In questo contesto, si è levata anche la voce di Benedetto XVI, che ricevendo il 3 dicembre in udienza i partecipanti alla plenaria del Pontificio Consiglio della giustizia e della pace ha ricordato come anche in periodi di recessione economica si debba sempre difendere il primato della persona, che non può essere degradata a capitale umano o a “parte di un ingranaggio produttivo e finanziario” (L'Osservatore Romano, 4 dicembre).

L'essere umano, “costitutivamente trascendente” rispetto agli altri esseri e beni terreni, gode di un “reale primato” che lo pone come “responsabile di se stesso e del creato” (Avvenire.it, 3 dicembre).

Anche se la difesa dei diritti ha fatto grandi progressi, la cultura odierna, caratterizzata tra l’altro da “un individualismo utilitarista e un economicismo tecnocratico”, tende a svalutare la persona, ritenendola una mera “risorsa” (Vatican Insider, 3 dicembre). Malgrado si continui a proclamare la dignità della persona, ha spiegato il papa, si affermano nuove ideologie, che contribuiscono sempre più a considerare il lavoratore dipendente e il suo lavoro “beni minori”, e a “minare i fondamenti naturali della società, specialmente la famiglia”.

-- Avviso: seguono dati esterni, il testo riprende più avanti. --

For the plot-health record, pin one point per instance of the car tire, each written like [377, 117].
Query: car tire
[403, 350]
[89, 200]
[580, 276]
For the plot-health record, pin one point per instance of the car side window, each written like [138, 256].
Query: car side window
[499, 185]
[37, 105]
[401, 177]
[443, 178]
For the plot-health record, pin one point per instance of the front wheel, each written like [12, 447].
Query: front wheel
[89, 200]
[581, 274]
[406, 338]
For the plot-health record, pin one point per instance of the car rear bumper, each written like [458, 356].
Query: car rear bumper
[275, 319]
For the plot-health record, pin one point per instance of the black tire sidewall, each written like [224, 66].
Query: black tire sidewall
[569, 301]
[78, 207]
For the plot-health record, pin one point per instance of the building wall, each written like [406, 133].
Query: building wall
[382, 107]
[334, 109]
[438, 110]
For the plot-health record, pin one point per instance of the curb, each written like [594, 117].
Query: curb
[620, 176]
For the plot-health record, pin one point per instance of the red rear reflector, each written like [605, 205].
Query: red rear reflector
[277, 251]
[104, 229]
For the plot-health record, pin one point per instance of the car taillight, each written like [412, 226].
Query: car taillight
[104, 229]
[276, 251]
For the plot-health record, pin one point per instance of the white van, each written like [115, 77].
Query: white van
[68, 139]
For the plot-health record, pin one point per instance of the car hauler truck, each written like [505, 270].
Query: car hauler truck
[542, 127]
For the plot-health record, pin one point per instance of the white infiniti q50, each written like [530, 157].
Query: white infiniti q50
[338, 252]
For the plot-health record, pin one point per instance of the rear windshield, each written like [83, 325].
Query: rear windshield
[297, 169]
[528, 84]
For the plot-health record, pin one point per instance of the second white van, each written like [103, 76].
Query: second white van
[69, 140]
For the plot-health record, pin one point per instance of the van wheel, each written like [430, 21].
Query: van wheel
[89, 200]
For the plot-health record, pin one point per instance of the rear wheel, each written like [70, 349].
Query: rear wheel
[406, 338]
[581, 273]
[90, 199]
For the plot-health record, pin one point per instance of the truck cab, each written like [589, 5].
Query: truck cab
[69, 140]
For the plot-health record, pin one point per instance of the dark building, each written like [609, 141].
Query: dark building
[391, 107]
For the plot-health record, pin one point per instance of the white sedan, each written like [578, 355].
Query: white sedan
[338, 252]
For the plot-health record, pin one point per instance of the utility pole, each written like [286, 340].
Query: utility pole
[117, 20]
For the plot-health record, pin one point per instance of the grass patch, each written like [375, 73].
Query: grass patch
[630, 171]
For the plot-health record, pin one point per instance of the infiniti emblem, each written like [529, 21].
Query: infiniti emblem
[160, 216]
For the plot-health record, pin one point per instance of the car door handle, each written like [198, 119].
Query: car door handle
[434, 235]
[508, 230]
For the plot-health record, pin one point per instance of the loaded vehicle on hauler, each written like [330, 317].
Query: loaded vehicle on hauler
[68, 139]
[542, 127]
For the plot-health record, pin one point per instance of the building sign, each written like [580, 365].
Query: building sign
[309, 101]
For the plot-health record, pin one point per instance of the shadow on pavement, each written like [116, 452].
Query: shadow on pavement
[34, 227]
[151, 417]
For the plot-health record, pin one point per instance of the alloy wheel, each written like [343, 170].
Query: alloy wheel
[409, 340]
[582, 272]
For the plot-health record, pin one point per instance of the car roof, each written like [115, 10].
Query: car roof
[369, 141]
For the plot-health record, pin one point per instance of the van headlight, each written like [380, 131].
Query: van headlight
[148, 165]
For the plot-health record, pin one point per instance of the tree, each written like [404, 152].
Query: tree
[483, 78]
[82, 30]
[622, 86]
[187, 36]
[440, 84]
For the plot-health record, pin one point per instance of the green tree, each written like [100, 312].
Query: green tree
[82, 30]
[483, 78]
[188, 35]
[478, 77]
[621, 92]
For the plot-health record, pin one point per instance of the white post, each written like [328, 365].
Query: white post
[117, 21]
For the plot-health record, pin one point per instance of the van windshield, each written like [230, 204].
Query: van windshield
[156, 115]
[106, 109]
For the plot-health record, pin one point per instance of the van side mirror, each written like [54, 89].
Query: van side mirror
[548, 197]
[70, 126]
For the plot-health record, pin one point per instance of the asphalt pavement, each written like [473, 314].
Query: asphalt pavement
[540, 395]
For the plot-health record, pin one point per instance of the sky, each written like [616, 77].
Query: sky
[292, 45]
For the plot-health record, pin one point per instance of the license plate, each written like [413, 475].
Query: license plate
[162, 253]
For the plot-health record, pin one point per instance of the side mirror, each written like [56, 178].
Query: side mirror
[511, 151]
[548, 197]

In un panorama simile, i cristiani devono impegnarsi in una “nuova evangelizzazione del sociale” che aiuti a “detronizzare gli idoli moderni” e a sostituire l’individualismo, il consumismo materialista e la tecnocrazia con la cultura della fraternità, della gratuità e dell’amore solidale.

Poiché per il cristianesimo il lavoro è “un bene fondamentale per l'uomo”, l'obiettivo dell'accesso al lavoro per tutti è quindi “sempre prioritario”, anche se l'economia è in crisi (Radio Vaticana, 3 dicembre). E a questo proposito, ad esempio, in Italia la precarietà ha ormai toccato livelli record, tra i giovani ma anche tra gli adulti. In aumento anche gli scoraggiati che non cercano neanche più lavoro, e che tra luglio e settembre hanno raggiunto quasi 1,6 milioni (Avvenire.it, 3 dicembre).


Anche se la Chiesa non ha il compito di suggerire, dal punto di vista giuridico e politico, la configurazione concreta di un ordinamento internazionale, offre a chi ne ha la responsabilità i principi di riflessione, criteri di giudizio e orientamenti pratici che possano garantirne “l’intelaiatura antropologica ed etica attorno al bene comune”. Non, quindi, un “superpotere” concentrato nelle mani di pochi, che dominerebbe su tutti i popoli sfruttando i più deboli, ma un'autorità da intendere innanzitutto come “forza morale”, in un contesto sempre più complicato.